5. The electrical connector according to claim 1, wherein a beam is connected to the first elastic arm and the second elastic arm.

6. The electrical connector according to claim 5, wherein the contact portion comprises a first contact portion and a second contact portion, the second contact portion is formed by extending backward from the beam, and the first contact portion is formed by extending backward from the second contact portion.

7. The electrical connector according to claim 6, wherein the first contact portion is located higher than the second contact portion, when the chip module starts pressing downward, the chip module is in contact with the first contact portion, and when the pressing stops, the first contact portion is separated from the chip module and the second contact portion is in contact with the chip module.

8. The electrical connector according to claim 5, wherein a third elastic arm extends upward from the main body portion, the third elastic arm and the second elastic arm are located at a same side of the elastic arm, a through hole is formed between the third elastic arm and the second elastic arm, and the beam is connected to the third elastic arm.

9. The electrical connector according to claim 8, wherein a width of the third elastic arm is equal to the width of the second elastic arm.

10. The electrical connector according to claim 1, wherein a strip connecting portion extends upward from the main body portion, and the strip connecting portion and the first elastic arm are located at a same side of the elastic arm.

11. The electrical connector according to claim 10, wherein a groove is provided between the strip connecting portion and the first elastic arm, and a depth of the through slot extending on the main body portion is greater than a depth of the groove extending on the main body portion.

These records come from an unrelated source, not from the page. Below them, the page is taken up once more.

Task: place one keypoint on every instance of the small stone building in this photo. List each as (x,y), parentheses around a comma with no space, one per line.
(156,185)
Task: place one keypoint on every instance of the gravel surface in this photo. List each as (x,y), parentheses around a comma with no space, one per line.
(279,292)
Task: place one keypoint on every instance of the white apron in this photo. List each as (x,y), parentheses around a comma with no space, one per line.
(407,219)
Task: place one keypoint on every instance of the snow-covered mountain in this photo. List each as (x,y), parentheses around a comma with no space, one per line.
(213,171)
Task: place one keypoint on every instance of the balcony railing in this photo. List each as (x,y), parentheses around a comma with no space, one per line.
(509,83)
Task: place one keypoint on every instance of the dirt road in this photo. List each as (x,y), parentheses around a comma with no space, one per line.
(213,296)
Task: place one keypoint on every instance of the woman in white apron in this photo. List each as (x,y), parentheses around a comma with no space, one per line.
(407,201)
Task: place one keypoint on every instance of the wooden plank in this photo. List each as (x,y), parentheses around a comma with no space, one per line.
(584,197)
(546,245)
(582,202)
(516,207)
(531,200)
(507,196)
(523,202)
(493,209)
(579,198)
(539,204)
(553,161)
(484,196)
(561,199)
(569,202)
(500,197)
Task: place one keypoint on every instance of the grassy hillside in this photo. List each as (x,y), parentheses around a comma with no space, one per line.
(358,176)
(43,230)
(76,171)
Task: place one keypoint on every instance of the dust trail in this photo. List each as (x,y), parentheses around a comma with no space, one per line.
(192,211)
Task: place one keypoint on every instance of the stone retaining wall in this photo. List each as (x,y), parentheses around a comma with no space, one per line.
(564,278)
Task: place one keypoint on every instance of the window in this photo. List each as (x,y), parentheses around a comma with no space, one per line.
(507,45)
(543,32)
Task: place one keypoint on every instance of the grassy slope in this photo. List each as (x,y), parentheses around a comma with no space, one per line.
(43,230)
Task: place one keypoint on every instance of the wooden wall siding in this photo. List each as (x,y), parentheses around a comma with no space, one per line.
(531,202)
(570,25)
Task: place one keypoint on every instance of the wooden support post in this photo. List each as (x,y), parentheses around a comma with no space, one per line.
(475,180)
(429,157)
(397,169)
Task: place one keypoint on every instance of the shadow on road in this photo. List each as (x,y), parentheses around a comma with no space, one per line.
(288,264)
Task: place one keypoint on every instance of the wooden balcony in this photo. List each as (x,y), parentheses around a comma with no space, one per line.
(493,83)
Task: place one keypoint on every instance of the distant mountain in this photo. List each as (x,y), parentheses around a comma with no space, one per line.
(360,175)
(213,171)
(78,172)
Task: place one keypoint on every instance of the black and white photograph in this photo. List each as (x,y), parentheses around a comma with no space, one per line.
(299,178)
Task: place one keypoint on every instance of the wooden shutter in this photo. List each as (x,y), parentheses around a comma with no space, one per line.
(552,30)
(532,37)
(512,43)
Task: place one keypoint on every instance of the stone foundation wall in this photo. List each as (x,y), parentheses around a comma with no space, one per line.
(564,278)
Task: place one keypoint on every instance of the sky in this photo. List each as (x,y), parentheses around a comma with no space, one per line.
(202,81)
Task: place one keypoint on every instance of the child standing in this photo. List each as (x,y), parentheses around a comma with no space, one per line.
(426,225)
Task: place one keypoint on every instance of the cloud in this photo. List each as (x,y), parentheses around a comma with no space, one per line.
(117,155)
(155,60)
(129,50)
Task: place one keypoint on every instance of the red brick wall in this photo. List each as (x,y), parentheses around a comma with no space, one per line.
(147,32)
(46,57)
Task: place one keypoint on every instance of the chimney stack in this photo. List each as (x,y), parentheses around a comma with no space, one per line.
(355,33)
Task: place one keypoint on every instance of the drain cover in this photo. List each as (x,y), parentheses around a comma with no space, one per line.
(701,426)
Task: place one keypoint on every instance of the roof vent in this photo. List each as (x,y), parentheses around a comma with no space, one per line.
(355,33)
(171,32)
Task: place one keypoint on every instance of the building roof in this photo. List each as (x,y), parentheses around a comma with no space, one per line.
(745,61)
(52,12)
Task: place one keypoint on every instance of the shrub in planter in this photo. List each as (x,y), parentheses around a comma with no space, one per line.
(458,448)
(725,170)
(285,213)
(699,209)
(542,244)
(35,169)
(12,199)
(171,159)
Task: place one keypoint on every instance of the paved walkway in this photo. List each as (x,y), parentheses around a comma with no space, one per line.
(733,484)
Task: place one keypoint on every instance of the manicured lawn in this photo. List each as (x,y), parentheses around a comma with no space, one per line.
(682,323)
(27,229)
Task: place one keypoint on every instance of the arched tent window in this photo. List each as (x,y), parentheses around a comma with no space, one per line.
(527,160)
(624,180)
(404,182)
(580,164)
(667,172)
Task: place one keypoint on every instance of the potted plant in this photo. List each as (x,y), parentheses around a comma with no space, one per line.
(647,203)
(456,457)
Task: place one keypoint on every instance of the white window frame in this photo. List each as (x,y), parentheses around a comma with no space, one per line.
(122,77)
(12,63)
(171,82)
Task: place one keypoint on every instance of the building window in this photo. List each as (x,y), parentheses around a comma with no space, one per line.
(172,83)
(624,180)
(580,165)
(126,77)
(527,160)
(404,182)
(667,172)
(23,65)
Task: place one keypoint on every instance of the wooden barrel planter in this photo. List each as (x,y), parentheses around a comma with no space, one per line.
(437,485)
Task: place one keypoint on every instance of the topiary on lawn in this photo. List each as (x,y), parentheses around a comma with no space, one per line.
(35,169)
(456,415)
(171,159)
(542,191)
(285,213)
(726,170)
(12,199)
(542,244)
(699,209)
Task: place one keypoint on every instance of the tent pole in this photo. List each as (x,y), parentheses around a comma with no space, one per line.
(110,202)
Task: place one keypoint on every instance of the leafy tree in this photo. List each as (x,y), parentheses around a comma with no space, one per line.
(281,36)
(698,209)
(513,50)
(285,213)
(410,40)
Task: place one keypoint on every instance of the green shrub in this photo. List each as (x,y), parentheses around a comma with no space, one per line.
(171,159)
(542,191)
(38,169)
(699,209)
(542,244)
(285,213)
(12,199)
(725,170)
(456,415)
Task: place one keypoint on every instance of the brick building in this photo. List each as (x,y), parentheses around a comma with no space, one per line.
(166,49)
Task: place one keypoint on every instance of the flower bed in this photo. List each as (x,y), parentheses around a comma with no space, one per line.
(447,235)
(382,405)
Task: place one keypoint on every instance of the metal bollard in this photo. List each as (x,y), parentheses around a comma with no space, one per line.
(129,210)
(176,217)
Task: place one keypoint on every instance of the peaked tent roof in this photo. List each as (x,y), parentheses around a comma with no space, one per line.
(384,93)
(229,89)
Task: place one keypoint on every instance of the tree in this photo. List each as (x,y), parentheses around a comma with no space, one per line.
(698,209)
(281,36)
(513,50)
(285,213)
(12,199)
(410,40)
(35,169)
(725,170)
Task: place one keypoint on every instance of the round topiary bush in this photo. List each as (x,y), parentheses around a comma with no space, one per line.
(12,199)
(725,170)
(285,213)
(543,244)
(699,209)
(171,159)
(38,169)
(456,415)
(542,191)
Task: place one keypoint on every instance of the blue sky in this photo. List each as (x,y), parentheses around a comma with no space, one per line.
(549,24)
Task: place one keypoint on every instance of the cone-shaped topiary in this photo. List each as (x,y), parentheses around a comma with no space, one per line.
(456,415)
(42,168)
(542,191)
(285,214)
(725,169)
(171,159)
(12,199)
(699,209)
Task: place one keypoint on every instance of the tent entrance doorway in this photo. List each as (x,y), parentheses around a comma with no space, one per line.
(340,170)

12. The electrical connector according to claim 1, wherein a soldering portion is provided and extends downward from the main body portion, the soldering portion has two clamping portions, projections of the two clamping portions onto a horizontal surface have a symmetrical virtual center line, and a virtual center line of a projection of the contact portion onto the horizontal surface and the symmetrical virtual center line are located on a same vertical line.